On the 2001 LP Useful Music, Josh Joplin opens the track “Gravity” with a sagacious maxim: “I will not be here forever, so I will not waste any time.” And he and his band and then group (inside joke for fans) did not. Throughout the late 90s and early 2000s, Josh Joplin and his Atlanta crew released five albums of tremendous potency. Each was lined with extraordinary alternative folk/rock tracks, each written with the clever hand of Joplin, whose musical influences (Phil Ochs and Bob Dylan) seeped into each tracks lyric. If I had to describe the group in one fragment it would read: wonderfully skilled lyricist with a group that featured a defined taste for melody and instrumentation. This epithet unfortunately would also read “gone too soon” (12 years now), but, as Joplin sings in his ode to Phil Ochs, “you are not gone,” and, as this post demonstrates, the music of the Josh Joplin Group lives on.

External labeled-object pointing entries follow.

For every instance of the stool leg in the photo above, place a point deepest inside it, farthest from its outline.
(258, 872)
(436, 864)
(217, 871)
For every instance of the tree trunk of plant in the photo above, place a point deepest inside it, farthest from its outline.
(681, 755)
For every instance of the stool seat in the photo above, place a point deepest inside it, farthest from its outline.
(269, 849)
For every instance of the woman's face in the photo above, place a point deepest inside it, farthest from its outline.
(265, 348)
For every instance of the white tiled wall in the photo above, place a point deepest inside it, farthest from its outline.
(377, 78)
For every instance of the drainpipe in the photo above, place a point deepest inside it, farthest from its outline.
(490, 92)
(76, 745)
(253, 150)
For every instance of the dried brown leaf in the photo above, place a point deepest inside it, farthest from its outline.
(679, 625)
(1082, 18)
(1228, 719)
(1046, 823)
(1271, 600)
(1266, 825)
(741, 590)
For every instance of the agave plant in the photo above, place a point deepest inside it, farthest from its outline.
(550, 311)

So, why write this post? I don’t know how many Josh Joplin fans there are still. I’m sure many have at least a few tracks sitting on their iTunes track lists – as I do … well, I have more than a few. At least “Camera One,” which made an appearance on the first season of “Scrubs,” is on some playlists. However, Joplin and his group were (and still are in their individual ways – Joplin rarely performs but still recently released some music with Among the Oak & The Ash, a band he formed with singer/songwriter Garrison Starr and does still create solo stuff) way too talented to be reserved to turn of the century alt/rock playlists. I want more people to know about the “wonderful ones” that was the Josh Joplin Group. I will also reserve this one sentence as a minor request for the band to get back together and maybe do a little anniversary tour (the first album was released 20 years ago next year).

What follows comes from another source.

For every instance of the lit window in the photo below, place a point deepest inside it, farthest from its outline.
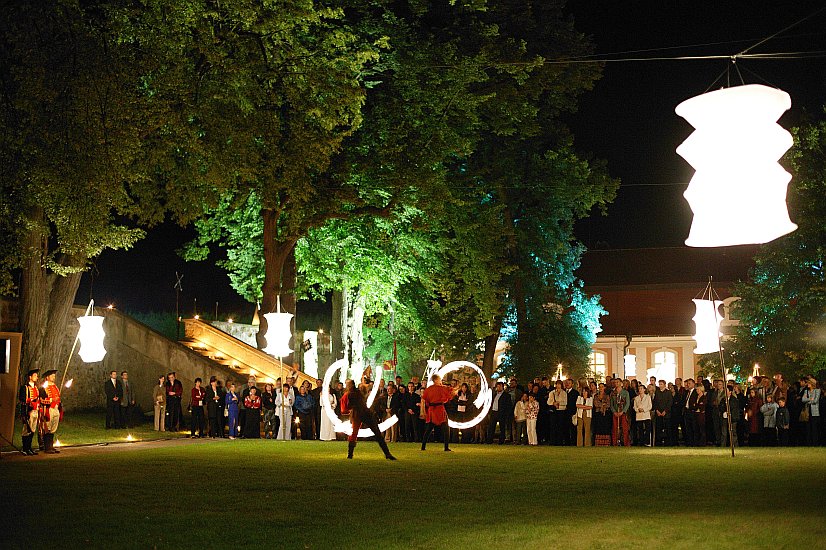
(596, 362)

So, I need to provide some proof, don’t I. Well, trust me, I have proof of this band’s awesomeness. I’m going to pick two of my favorite songs from the Josh Joplin Group for you to gnaw on. Let’s start with “Better Days”
Much in the vein of Josh Ritter’s “Temptation of Adam,” which was released a decade after this song, Josh Joplin sings a delicate piece expressing his love for his significant other while the world around them was falling apart. The “tragic” nights and “ruins of rage” do not penetrate the couple’s love and although “the end is here,” Josh Joplin passionately professes that he has “never seen better days.” It’s a wonderful paradox that features a melody that perfectly captures the sentiment – soft violin and piano that crescendos when discussing the horror outside the couple’s window, but quiets when expressing the “better days” – however, the most passion of the song is the “I Love You” lyric, which just makes a good deal of sense!

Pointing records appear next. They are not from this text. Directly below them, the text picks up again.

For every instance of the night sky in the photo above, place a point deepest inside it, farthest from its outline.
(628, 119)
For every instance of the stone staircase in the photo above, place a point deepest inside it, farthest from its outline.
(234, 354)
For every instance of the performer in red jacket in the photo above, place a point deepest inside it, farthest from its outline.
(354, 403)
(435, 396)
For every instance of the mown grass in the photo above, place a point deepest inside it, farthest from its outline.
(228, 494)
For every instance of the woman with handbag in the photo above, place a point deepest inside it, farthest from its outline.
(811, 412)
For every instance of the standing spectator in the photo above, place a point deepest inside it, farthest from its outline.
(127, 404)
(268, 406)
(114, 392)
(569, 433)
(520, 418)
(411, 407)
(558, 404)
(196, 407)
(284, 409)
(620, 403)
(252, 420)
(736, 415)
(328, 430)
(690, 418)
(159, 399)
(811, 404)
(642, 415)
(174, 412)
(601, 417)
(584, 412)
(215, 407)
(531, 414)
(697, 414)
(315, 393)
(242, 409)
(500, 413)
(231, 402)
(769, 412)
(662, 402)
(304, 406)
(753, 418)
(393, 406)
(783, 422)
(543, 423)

I have to choose “Camera One.” Many of you are probably going, “Oh, this song – this is a really good song.” The song, which cautions Hollywood dreamers, appeared on the re-release of Useful Music in 2001. It is a passionate appeal to the masses, featuring a more radio rock sound – alternative and, true to form, clean and concise. It’s catchy – a driving incipient guitar followed by a build up to a strung-out chorus that bleeds over Joplin’s croon. Great song.
So, there you have it, my passionate appeal to listeners and readers of the Music Court. Listen to the Josh Joplin Group!